Seanad debates

Thursday, 26 November 2020

Nithe i dtosach suíonna - Commencement Matters

Water and Sewerage Schemes

10:30 am

Photo of Martin ConwayMartin Conway (Fine Gael) | Oireachtas source

The Minister of State, Deputy Peter Burke, is welcome to the House to deal with this important matter of sewerage schemes in critical villages in County Clare. There are four in particular, namely, Broadford, Cooraclare, Doolin and Carrigaholt. As the Minister of State knows from his many visits to County Clare, it is a big tourism county, which has hundreds of thousands of people coming to visit during peak times of the tourist season.

Doolin has been waiting for decades for an upgraded sewerage system. Hundreds of thousands of people use Doolin to connect to the Aran Islands every year. Many people in Doolin wish to provide infrastructure for the tourism sector. There are people who wish to build accommodation, guest houses, small hotels, boutique hotels and bed and breakfasts. People in the area have been waiting to have the streetscape in Doolin upgraded, with proper public lighting, proper footpaths, improved roadways and so on. The problem is all of this development is deemed to be premature because the existing sewerage system cannot cope with the level of development in place at the moment, not to talk about increased capacity. Doolin has provided the taxpayer and the tourism industry in this country with a unique product and the State has not stepped up to the plate in providing the vital sewerage schemes.
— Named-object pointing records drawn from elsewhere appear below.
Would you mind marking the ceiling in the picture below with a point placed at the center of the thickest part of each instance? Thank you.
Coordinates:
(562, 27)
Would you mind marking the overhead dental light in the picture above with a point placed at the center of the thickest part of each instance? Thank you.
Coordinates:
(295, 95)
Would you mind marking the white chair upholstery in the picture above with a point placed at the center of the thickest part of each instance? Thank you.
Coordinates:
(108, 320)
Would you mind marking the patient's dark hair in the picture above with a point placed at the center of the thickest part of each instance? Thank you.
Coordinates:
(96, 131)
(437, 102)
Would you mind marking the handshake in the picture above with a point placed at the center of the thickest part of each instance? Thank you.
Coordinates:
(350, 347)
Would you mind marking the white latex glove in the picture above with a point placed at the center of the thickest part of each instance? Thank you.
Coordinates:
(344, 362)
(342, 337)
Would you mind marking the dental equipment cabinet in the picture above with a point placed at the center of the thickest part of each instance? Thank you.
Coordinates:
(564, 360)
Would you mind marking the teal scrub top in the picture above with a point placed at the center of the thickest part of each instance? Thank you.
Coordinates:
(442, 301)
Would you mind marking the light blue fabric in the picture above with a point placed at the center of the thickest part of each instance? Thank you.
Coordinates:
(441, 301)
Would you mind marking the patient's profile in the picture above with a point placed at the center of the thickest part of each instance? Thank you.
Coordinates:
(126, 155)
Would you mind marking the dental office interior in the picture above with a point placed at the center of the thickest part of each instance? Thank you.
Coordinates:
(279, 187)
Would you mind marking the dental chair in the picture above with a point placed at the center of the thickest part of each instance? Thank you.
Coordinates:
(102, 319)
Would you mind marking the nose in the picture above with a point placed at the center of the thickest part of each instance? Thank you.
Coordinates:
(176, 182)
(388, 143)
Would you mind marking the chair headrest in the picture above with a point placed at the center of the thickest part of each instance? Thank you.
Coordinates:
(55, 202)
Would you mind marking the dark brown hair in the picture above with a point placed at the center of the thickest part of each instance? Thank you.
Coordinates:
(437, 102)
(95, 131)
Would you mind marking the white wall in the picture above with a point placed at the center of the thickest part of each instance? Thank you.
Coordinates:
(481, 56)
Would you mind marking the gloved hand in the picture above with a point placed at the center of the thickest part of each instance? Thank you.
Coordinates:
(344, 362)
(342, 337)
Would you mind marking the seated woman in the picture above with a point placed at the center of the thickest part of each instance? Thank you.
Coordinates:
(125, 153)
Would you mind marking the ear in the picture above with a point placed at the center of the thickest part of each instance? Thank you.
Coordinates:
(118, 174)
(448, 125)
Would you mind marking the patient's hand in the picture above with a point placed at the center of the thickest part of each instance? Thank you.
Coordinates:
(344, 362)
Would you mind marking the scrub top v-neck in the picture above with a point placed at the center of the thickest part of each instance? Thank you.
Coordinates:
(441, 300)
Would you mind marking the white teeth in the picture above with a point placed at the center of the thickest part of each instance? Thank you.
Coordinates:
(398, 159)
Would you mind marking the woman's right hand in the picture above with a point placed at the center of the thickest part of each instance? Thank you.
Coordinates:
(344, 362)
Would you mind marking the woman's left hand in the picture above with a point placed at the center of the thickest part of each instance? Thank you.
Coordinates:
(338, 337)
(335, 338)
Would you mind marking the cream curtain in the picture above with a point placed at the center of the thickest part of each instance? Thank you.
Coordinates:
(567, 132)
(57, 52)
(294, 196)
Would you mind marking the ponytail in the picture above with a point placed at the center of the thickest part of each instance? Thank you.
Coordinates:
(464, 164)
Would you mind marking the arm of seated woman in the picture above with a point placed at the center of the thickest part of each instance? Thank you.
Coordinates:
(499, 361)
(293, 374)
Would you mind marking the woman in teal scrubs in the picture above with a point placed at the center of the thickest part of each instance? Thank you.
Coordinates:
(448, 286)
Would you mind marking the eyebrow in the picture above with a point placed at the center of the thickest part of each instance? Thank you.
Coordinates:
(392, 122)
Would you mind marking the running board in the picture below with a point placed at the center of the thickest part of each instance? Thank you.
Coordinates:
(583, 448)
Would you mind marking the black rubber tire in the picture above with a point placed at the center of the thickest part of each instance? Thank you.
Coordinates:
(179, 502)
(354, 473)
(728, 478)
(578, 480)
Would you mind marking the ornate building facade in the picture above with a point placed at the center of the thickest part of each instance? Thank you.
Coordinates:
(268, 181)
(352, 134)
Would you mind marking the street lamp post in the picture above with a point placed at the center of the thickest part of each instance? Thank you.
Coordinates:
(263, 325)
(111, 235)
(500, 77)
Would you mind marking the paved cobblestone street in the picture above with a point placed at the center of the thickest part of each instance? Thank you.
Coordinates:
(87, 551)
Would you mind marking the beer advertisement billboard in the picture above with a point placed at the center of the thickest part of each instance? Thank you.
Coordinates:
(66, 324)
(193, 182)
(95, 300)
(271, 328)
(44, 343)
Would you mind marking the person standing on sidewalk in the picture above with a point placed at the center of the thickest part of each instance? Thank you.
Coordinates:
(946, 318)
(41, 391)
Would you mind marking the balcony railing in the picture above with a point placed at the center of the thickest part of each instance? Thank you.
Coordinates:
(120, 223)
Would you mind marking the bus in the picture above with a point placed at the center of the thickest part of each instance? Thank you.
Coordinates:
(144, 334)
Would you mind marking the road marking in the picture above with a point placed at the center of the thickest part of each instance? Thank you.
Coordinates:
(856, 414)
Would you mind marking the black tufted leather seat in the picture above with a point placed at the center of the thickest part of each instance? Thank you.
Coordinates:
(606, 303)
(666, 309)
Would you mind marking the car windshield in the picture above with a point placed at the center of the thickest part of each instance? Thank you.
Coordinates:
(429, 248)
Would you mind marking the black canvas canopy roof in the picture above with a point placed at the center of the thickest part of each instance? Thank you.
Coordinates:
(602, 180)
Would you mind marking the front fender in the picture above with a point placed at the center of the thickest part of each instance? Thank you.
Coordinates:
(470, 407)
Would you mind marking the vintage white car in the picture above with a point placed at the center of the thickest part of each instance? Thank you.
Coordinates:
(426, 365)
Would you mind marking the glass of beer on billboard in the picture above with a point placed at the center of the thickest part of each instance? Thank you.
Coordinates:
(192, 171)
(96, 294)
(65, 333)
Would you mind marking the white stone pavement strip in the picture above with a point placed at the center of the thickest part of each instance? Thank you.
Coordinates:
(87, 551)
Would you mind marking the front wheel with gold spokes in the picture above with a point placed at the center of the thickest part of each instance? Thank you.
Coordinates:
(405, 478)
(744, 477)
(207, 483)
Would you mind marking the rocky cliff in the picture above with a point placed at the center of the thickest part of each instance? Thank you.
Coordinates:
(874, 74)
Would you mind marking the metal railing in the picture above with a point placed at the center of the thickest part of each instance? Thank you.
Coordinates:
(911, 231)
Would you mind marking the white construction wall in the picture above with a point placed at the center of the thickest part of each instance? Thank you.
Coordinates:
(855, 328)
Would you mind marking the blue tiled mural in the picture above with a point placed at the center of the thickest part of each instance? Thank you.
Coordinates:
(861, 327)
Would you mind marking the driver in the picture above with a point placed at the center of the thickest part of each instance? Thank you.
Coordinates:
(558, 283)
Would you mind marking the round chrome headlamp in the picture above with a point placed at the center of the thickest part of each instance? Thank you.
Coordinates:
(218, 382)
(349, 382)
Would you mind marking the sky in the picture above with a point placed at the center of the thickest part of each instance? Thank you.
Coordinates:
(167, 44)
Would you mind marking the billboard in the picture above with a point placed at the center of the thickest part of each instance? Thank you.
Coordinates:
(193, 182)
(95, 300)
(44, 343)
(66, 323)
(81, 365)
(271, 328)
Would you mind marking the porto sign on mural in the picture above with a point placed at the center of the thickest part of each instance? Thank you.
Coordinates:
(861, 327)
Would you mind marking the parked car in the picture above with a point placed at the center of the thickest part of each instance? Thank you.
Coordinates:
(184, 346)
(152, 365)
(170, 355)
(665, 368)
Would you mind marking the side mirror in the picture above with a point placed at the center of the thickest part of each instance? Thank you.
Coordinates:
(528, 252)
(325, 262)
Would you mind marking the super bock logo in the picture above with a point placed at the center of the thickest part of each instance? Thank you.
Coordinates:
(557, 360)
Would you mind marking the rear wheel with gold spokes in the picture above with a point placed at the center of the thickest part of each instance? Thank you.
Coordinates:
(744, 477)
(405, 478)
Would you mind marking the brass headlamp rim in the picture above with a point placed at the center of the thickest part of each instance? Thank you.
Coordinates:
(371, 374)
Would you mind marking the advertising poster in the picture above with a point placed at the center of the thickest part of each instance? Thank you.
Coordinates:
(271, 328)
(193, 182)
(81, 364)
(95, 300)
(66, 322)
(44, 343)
Similarly, Carrigaholt is another part of County Clare that has benefited the area, the county and the country with its tourism offering. It also is an area in which many people wish to invest. There would be significant capital investment in the tourism area, were the sewerage scheme up to standard. However, it is not and investment is needed. Cooraclare is just off the Wild Atlantic Way. The village has waited for decades and been promised by umpteen Governments that it will have its upgraded sewerage system in place. It still has not happened. Regarding Broadford in east Clare, there are a number of investors waiting and willing to invest in the village, to improve it, invest in its infrastructure, provide accommodation and small industry and so on. Again, it is all deemed to be premature because the sewerage system that is there is not fit for purpose.

I understand these are considered small schemes in the overall context. The problem is that there is no home to accommodate them. I will suggest what the Minister of State and the Minister for Housing, Local Government and Heritage, Deputy Darragh O'Brien, should do. The Oireachtas Members in Clare had a constructive meeting with the Minister in the Custom House yesterday evening. We explained that a pot of money has to be made available in the Department for small schemes and the local authorities need to prioritise a scheme each, perhaps, because this is not just prevalent in County Clare. I am sure it is an issue in other counties as well. A pot of €30 million or €40 million should be made available by the Department over a five-year period that the local authorities could apply to in order to deal with the legacy sewerage schemes that have to be upgraded. They are not big enough for Irish Water and they are too big to be done at a very localised budgeting level. Therefore, they are in between.

I suggest County Clare and the four schemes I have proposed should be a pilot to see how such a scheme would work nationally. I encourage the Minister of State and the Minister, Deputy Darragh O'Brien, to roll this out at national level then because I have no doubt the pilot would be successful.